The MIN function automatically ignores FALSE values and returns the minimum number in the array: 81.

Explanation

In a nutshell, this formula uses the LARGE function to find the nth largest value in a set of data. Once we have that value, we plug it into a standard INDEX and MATCH formula to retrieve the associated name. In other words, we use the nth largest value like a “key” to retrieve associated information.

The LARGE function is a straightforward way to get the nth largest value in a range. Simply provide a range for the first argument ( array ), and a value for n as the second argument ( k ):

 =LARGE(range,1) // 1st largest
 =LARGE(range,2) // 2nd largest
 =LARGE(range,3) // 3rd largest

Working from the inside out, the first step is to get the “1st” largest value in the data with the LARGE function:

LARGE(score,F5) // returns 93

In this case, the value in F5 is 1, so we are asking for the 1st largest score (i.e. the top score), which is 93. We can now simplify the formula to:

=INDEX(name,MATCH(93,score,0))

Inside the INDEX function , the MATCH function is set up to locate the position of 93 in the named range score (D5:D16):

MATCH(93,score,0) // returns 3

Since 93 appears in the 3rd row, MATCH returns 3 directly to INDEX as the row number, with name as array:

=INDEX(name,3) // Hannah

Finally, the INDEX function returns the name in the 3rd row, “Hannah”.

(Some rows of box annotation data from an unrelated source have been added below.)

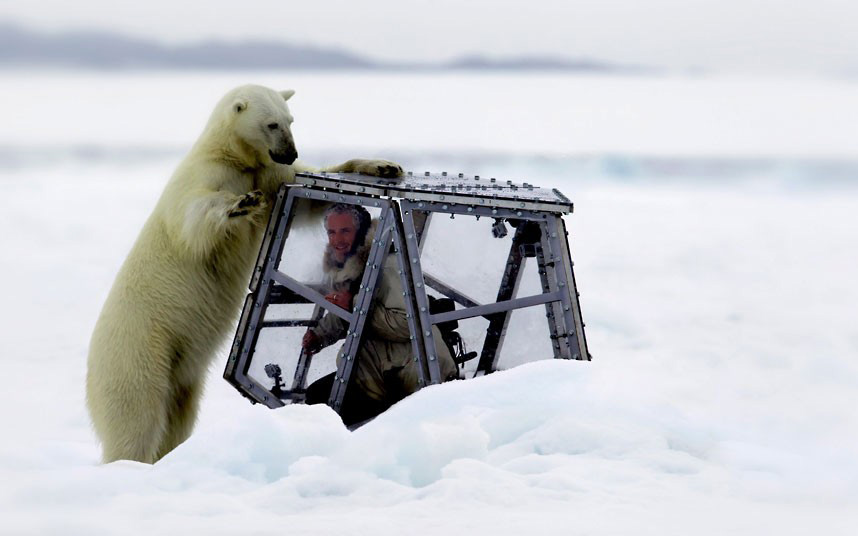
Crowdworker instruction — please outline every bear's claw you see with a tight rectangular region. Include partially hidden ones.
[227,190,265,218]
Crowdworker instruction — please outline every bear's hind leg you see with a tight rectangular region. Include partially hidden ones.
[157,379,203,459]
[96,376,167,463]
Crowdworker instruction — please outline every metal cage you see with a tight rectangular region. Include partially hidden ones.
[224,172,591,418]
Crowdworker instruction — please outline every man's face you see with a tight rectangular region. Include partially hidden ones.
[326,213,357,262]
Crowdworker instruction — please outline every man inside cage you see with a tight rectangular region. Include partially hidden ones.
[302,203,457,425]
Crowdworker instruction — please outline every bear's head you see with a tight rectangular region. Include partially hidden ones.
[221,85,298,165]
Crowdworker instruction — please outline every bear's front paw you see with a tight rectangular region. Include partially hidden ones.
[226,190,265,218]
[353,160,402,179]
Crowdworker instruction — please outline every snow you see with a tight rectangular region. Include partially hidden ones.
[0,73,858,535]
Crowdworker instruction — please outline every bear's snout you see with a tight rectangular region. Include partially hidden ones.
[268,147,298,165]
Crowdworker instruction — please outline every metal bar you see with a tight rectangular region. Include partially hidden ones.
[260,318,321,328]
[474,225,527,376]
[401,201,444,384]
[412,210,432,253]
[292,305,325,392]
[401,201,548,221]
[393,203,429,387]
[250,184,294,292]
[429,292,561,324]
[271,268,352,323]
[328,205,394,413]
[423,272,480,307]
[536,243,564,359]
[545,216,590,360]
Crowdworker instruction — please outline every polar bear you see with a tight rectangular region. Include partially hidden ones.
[86,85,402,463]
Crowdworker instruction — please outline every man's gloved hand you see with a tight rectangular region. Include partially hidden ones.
[301,329,322,355]
[325,290,352,311]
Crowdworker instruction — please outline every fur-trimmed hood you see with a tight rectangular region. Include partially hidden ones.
[322,219,378,293]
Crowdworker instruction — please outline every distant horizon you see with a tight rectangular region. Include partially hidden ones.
[0,0,858,77]
[0,20,656,73]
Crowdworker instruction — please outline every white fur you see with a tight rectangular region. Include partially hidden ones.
[86,86,401,463]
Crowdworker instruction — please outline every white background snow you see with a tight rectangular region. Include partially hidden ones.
[0,71,858,535]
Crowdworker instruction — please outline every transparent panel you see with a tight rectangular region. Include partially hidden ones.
[248,199,388,400]
[276,199,381,295]
[420,213,515,304]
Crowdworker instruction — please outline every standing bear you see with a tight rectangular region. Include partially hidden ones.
[86,85,402,463]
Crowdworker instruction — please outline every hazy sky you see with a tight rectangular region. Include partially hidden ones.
[0,0,858,73]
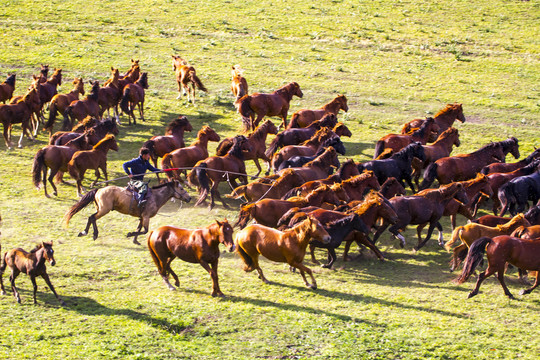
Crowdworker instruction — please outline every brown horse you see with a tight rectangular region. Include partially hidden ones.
[172,55,208,105]
[44,78,84,137]
[231,65,248,100]
[0,241,66,306]
[237,82,304,131]
[0,74,16,104]
[234,218,331,289]
[32,133,90,197]
[161,125,219,180]
[62,80,101,130]
[64,181,191,245]
[420,137,519,189]
[147,220,234,296]
[188,135,252,209]
[68,134,118,196]
[216,119,278,176]
[120,72,148,125]
[444,214,531,271]
[401,103,465,135]
[143,115,193,167]
[373,118,439,159]
[285,95,349,128]
[456,235,540,299]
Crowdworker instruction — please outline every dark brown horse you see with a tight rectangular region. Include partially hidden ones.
[234,218,330,289]
[401,103,465,135]
[188,135,251,209]
[147,220,234,296]
[161,125,219,180]
[143,115,193,166]
[120,72,148,125]
[0,241,66,306]
[172,55,208,105]
[68,134,118,196]
[456,235,540,299]
[64,181,191,245]
[237,82,304,131]
[216,119,278,176]
[289,95,349,128]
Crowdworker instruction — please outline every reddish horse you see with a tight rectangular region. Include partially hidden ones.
[0,241,66,306]
[234,218,331,289]
[68,134,118,196]
[216,119,278,176]
[231,65,248,100]
[172,55,208,105]
[45,78,84,137]
[401,103,465,135]
[285,95,349,128]
[456,235,540,299]
[237,82,304,131]
[161,125,219,180]
[120,72,148,125]
[147,220,234,296]
[143,115,193,167]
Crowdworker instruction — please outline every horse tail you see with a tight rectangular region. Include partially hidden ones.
[32,149,45,189]
[420,162,439,190]
[120,87,131,114]
[64,189,98,226]
[189,71,208,92]
[373,140,384,159]
[233,203,254,229]
[455,236,491,284]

Notice we are picking up the values for n from the range F5:F7, in order to get the 1st, 2nd, and 3rd highest scores as the formula is copied down.

Retrieve group

The same basic formula will work to retrieve any associated information. To get the group for the largest values, you can simply change the array supplied to INDEX with the named range group :

=INDEX(group,MATCH(LARGE(score,F5),score,0))

With the value 1 in F5, LARGE will get the highest score, and the formula will return “A”.

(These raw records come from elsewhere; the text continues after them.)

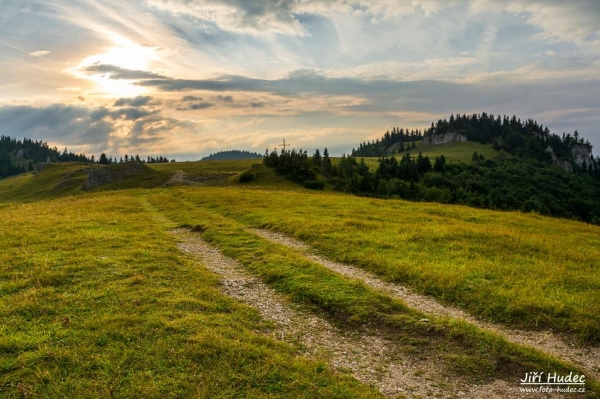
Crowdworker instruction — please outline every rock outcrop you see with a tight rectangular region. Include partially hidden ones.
[545,146,573,173]
[82,162,144,191]
[423,132,467,145]
[571,144,592,168]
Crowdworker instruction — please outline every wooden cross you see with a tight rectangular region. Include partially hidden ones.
[278,139,291,151]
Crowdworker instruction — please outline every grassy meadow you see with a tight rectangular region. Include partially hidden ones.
[358,141,499,171]
[0,159,600,398]
[0,192,379,398]
[165,188,600,343]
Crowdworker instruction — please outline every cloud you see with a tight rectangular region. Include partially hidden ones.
[210,95,233,103]
[471,0,600,45]
[114,96,152,107]
[190,103,214,110]
[147,0,306,36]
[181,96,202,101]
[29,50,50,57]
[0,104,112,146]
[83,64,165,80]
[110,108,156,121]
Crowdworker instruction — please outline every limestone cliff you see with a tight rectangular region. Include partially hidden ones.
[571,144,592,168]
[545,146,573,173]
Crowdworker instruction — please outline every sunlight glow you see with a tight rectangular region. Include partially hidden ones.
[70,32,156,97]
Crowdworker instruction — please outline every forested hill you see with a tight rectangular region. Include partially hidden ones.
[352,112,594,172]
[0,136,90,178]
[0,136,91,162]
[264,113,600,224]
[351,127,423,157]
[425,112,592,166]
[201,150,263,161]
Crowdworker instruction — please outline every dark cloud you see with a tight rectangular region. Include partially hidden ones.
[0,104,112,145]
[84,64,165,80]
[190,103,214,110]
[181,96,202,101]
[210,95,233,103]
[177,102,214,111]
[110,108,156,121]
[114,96,152,107]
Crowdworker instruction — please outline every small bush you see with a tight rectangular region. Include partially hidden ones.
[304,180,325,190]
[239,171,256,183]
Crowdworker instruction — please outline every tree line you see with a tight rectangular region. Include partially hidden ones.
[350,127,423,157]
[0,135,175,178]
[263,113,600,224]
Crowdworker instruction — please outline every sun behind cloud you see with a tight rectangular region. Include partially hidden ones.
[69,32,157,97]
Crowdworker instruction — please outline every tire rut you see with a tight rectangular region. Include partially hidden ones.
[173,229,557,399]
[248,229,600,378]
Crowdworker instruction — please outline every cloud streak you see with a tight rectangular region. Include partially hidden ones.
[0,0,600,156]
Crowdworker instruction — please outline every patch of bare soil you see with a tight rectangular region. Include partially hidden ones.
[173,229,558,399]
[250,229,600,378]
[165,170,236,186]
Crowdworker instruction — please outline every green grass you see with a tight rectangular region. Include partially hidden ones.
[0,159,600,398]
[148,158,262,175]
[164,188,600,343]
[356,141,500,171]
[144,192,596,390]
[0,192,379,399]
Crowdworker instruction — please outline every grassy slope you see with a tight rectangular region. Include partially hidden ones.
[149,192,592,382]
[166,188,600,342]
[358,141,500,171]
[0,162,170,202]
[0,192,378,398]
[0,157,600,397]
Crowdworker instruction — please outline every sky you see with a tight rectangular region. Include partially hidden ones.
[0,0,600,160]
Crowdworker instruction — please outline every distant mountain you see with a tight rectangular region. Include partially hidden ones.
[201,150,263,161]
[332,112,600,224]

Note: with Excel 365 , you can use the FILTER function to list top or bottom results dynamically .

With XLOOKUP

The XLOOKUP function can also be used to return the name of the nth largest value like this:

=XLOOKUP(LARGE(score,F5),score,name)

LARGE returns the largest value, 93, directly to XLOOKUP as the lookup value:

=XLOOKUP(93,score,name) //  Hannah

With the named range score (D5:D16) as the lookup array , and name (B5:B16) as the return array , XLOOKUP returns “Hannah” as before.

Handling ties

Duplicate values in the numeric data will create a “tie”. If a tie occurs in the values being ranked, for example, if the first and second largest values are the same, LARGE will return the same value for each. When this value is passed into the MATCH function, MATCH will return the position of the first match, so you will see the same (first) name returned.

If there is the possibility of ties, you may want to implement some kind of tie-breaking strategy. One approach is to create a new helper column of values which have been adjusted to break ties . Then use the helper column values to rank and retrieve information. This makes the logic used to break ties clear and explicit.

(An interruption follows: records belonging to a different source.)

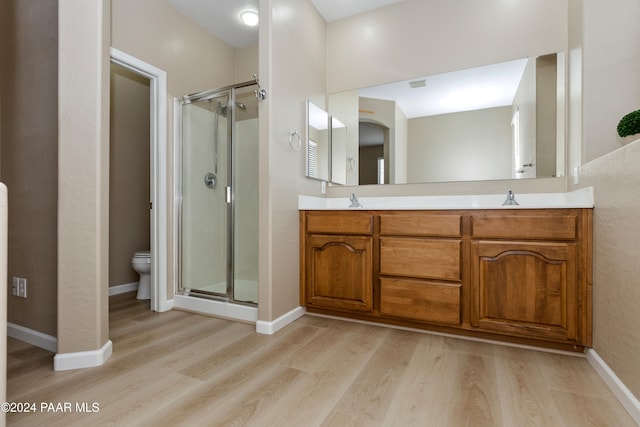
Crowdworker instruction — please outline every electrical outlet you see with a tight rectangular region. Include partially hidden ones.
[11,277,27,298]
[18,277,27,298]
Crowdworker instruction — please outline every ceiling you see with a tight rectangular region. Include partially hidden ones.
[359,59,528,119]
[166,0,523,118]
[167,0,402,48]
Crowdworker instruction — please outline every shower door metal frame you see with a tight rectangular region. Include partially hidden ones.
[175,80,259,307]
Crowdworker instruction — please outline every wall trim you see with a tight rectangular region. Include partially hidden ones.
[7,322,58,353]
[256,306,307,335]
[585,348,640,425]
[53,340,113,371]
[109,282,139,297]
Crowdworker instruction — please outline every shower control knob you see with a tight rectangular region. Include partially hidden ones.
[204,172,217,188]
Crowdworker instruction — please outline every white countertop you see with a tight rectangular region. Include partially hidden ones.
[298,187,594,210]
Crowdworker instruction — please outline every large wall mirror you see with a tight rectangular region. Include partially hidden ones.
[307,101,331,181]
[329,53,566,185]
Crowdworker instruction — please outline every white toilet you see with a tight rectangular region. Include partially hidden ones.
[131,251,151,299]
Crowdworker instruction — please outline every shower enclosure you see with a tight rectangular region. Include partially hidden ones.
[178,82,259,304]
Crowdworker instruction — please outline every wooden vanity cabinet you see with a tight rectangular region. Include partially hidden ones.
[300,209,592,351]
[471,209,591,346]
[379,212,462,326]
[300,211,373,313]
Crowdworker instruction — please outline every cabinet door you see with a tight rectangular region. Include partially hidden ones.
[306,234,373,312]
[471,241,578,340]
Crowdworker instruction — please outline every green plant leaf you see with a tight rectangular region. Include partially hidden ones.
[618,110,640,138]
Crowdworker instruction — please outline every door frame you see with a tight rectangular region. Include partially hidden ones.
[111,47,172,312]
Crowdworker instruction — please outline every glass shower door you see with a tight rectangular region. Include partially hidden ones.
[180,92,233,299]
[232,85,258,304]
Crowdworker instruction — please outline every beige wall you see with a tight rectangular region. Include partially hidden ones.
[407,106,512,182]
[111,0,236,96]
[109,64,151,286]
[0,0,58,336]
[582,0,640,163]
[327,0,569,197]
[258,0,326,321]
[327,0,567,93]
[569,0,640,398]
[58,0,109,354]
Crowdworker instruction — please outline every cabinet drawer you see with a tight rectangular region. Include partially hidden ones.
[380,278,461,325]
[380,237,462,280]
[307,211,373,235]
[380,214,461,237]
[471,214,577,240]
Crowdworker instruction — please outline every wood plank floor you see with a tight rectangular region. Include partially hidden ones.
[7,294,635,427]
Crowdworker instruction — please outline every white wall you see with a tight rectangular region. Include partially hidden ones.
[569,0,640,399]
[510,59,537,179]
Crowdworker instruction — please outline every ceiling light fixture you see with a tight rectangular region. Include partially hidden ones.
[240,10,259,27]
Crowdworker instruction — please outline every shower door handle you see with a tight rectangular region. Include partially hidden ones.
[204,172,217,189]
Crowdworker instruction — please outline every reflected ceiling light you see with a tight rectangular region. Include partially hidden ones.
[443,87,502,109]
[240,10,259,27]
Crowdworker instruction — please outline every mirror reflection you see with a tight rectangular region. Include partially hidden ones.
[307,101,330,181]
[329,53,565,185]
[331,117,348,185]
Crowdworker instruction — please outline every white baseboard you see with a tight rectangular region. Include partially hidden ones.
[53,340,113,371]
[173,295,258,323]
[109,282,138,296]
[256,306,307,335]
[585,348,640,425]
[7,322,58,353]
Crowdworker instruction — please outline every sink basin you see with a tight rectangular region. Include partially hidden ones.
[298,187,594,210]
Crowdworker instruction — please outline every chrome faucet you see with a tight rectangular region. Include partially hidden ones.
[349,193,362,208]
[502,190,520,206]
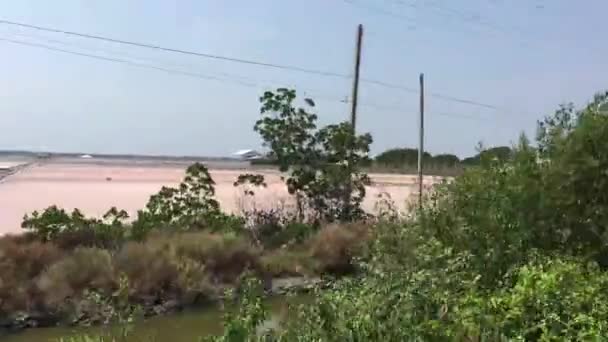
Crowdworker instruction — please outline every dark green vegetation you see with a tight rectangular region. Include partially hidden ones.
[0,89,371,329]
[369,146,513,176]
[198,89,608,341]
[7,92,608,342]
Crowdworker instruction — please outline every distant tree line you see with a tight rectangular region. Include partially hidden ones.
[374,146,512,168]
[252,146,513,170]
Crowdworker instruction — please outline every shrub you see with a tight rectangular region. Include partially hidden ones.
[260,247,316,278]
[21,205,128,249]
[0,237,63,317]
[114,242,182,301]
[170,233,259,283]
[476,258,608,341]
[37,247,117,306]
[311,224,369,274]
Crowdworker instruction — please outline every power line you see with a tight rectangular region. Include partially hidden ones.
[361,79,499,110]
[0,37,494,120]
[4,32,341,98]
[0,18,497,109]
[350,0,528,48]
[0,20,351,78]
[0,35,354,103]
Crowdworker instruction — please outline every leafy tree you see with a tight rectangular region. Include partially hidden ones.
[133,163,242,238]
[254,88,372,221]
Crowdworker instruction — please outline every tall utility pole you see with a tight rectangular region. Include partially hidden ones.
[418,74,424,208]
[350,24,363,131]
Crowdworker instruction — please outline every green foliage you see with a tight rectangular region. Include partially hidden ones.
[132,163,243,239]
[462,146,513,166]
[254,88,372,221]
[234,173,267,196]
[201,279,272,342]
[21,205,129,247]
[375,148,432,168]
[203,93,608,341]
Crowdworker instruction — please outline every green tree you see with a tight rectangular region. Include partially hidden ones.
[254,88,372,221]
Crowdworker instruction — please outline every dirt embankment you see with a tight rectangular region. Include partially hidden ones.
[0,163,440,235]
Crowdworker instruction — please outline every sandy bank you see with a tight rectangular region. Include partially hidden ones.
[0,163,439,234]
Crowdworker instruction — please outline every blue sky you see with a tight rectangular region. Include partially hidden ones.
[0,0,608,156]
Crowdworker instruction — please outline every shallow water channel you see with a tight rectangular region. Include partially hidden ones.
[0,295,312,342]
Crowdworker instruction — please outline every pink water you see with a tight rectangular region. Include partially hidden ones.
[0,163,433,235]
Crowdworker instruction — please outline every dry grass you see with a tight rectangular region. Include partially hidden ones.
[310,224,370,274]
[0,225,369,324]
[0,237,63,315]
[260,249,315,278]
[37,248,117,306]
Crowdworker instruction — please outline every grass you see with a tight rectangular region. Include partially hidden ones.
[0,225,369,330]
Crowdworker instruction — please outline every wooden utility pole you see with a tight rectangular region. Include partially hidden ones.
[350,24,363,131]
[418,74,424,208]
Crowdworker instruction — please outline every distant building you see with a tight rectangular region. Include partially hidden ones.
[234,150,263,160]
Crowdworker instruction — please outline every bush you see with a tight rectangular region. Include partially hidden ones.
[0,237,63,317]
[114,242,181,301]
[173,233,260,283]
[37,247,117,306]
[21,205,128,249]
[260,249,316,278]
[311,224,369,274]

Another approach is to break ties based on position only (i.e. the first tie “wins”). Here is a formula that takes that approach:

INDEX(name,MATCH(1,(score=LARGE(score,F5))*(COUNTIF(H$4:H4,name)=0),0))

Note: this is an array formula and must be entered with control + shift + enter, except in Excel 365 .

Here, we use MATCH to find the number 1, and we construct a lookup array using boolean logic that (1) compares all scores to the value returned by LARGE:

score=LARGE(score,F5)

and (2) uses an expanding range check if the name is already in the ranked list:

COUNTIF(H$4:H4,name)=0

When a name is already in the list, it is “cancelled” by the logic, and the next (duplicate) value is matched. Notice the expanding range starts on the prior row , in order to avoid a circular reference.

This approach works in this example because there are no duplicate names in the name column. However, if duplicate names occur in ranked values, the approach needs to be adjusted. The easiest solution is to make sure that names are unique.

Notes

  1. To get the name of nth value with criteria , (i.e. limit results to group A or B) you will need to extend the formula to use additional logic .
  2. In Excel 365 , the FILTER function is a better way to list top or bottom results dynamically . This approach will automatically handle ties.